Reed was killed by officer Mercer following a high-speed chase in May 2020.

Prior to the shooting, Mercer was honored by IMPD as the northwest district officer of the year.

Officer Mercer receiving an award from IMPD chief Randal Taylor

“De’Joure Mercer, the officer involved in that shooting, is a Black man. He is also a hero and defended himself.

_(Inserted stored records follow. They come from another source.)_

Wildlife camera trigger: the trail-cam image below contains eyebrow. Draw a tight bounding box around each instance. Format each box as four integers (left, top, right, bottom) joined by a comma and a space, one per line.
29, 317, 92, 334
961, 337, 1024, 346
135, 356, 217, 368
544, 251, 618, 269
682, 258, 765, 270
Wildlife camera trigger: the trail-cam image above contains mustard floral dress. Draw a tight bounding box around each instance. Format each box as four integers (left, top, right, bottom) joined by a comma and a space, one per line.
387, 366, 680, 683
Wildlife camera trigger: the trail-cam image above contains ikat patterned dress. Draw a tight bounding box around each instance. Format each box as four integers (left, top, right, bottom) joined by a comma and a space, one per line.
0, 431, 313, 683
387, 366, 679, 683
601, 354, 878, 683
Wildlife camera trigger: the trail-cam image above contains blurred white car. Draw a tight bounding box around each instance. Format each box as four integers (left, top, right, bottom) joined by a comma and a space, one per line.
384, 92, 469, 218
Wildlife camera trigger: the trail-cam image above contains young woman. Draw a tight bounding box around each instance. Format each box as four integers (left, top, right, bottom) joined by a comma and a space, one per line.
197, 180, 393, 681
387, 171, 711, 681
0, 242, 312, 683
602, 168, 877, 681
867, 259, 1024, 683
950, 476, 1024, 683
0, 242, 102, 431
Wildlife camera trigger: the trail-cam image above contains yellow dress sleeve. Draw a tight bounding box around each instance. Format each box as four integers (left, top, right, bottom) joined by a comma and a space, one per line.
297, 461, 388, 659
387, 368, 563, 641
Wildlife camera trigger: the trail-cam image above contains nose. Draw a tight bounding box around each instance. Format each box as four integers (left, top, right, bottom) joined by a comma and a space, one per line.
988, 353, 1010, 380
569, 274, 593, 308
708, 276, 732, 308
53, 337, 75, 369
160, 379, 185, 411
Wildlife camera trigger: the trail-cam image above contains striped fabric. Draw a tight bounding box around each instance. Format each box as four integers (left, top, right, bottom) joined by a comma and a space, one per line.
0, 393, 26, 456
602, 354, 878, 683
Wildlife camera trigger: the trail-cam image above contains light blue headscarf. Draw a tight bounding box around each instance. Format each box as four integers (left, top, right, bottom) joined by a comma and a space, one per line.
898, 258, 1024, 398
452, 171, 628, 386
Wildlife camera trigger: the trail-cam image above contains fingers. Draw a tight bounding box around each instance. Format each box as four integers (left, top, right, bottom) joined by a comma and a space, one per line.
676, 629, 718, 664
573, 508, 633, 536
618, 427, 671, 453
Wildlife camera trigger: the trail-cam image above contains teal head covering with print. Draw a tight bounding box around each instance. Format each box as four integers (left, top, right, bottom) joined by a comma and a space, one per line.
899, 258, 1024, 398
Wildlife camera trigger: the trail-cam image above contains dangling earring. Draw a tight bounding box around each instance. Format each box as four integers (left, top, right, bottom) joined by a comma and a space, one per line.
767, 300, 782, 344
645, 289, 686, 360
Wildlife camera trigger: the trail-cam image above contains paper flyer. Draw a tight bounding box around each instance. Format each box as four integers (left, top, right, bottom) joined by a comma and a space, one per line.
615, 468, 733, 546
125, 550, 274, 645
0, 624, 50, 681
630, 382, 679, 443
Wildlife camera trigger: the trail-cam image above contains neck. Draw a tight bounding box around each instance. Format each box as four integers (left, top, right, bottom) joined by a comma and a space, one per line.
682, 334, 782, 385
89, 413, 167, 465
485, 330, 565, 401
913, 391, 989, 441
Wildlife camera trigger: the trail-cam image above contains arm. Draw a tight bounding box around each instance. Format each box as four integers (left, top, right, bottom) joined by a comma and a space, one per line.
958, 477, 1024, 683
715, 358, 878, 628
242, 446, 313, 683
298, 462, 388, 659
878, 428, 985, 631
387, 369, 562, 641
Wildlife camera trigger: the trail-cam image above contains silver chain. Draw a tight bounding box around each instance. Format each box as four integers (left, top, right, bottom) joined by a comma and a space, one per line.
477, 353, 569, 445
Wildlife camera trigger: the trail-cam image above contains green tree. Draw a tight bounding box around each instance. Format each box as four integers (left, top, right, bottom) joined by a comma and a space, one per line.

He defended his community, and for that he was rewarded by being accused by the NFL of police misconduct and racism,” said Relford.

“The (v)ideo gives rise to the inference, implication, and imputation that Mercer committed occupational misconduct and even criminal acts during the May 6 encounter with Reed, similar to that which were inflicted upon George Floyd,” Mercer’s lawyer writes in the complaint. “This inference, implication, and imputation is false because Mercer committed no such acts.”

While Reed’s death made national headlines and sparked protests locally, last November, a grand jury and Indiana State Police cleared officer Mercer of any wrong doing.

“All that was available to the NFL, and they still continued with the campaign accusing this officer, this heroic officer, of police misconduct and racism. That’s unforgivable, and it had an effect on him, and that’s what this lawsuit is all about,” said Relford.

“From just what I’ve read, it’s a challenging case for the officer, I think,” said IU professor of libel law Anthony Fargo.

Fargo expects the libel case will face an uphill fight because police are considered public officers, and officer Mercer was never directly named by the NFL.

“He’ll have to prove the NFL knew what it was saying about him was false and what was being said was about him,” said Fargo.

Fargo says the courts have also made it difficult to prevail in libel cases to avoid a “chilling effect” on free speech.

“In American society, we should have un-inhibited robust debate about public issues,” said Fargo. “If the courts err, they err on the side of protecting speech.”

We did reach out to the NFL but didn’t hear back.

IMPD also declined to comment on the lawsuit but confirmed officer Mercer is still employed as an officer.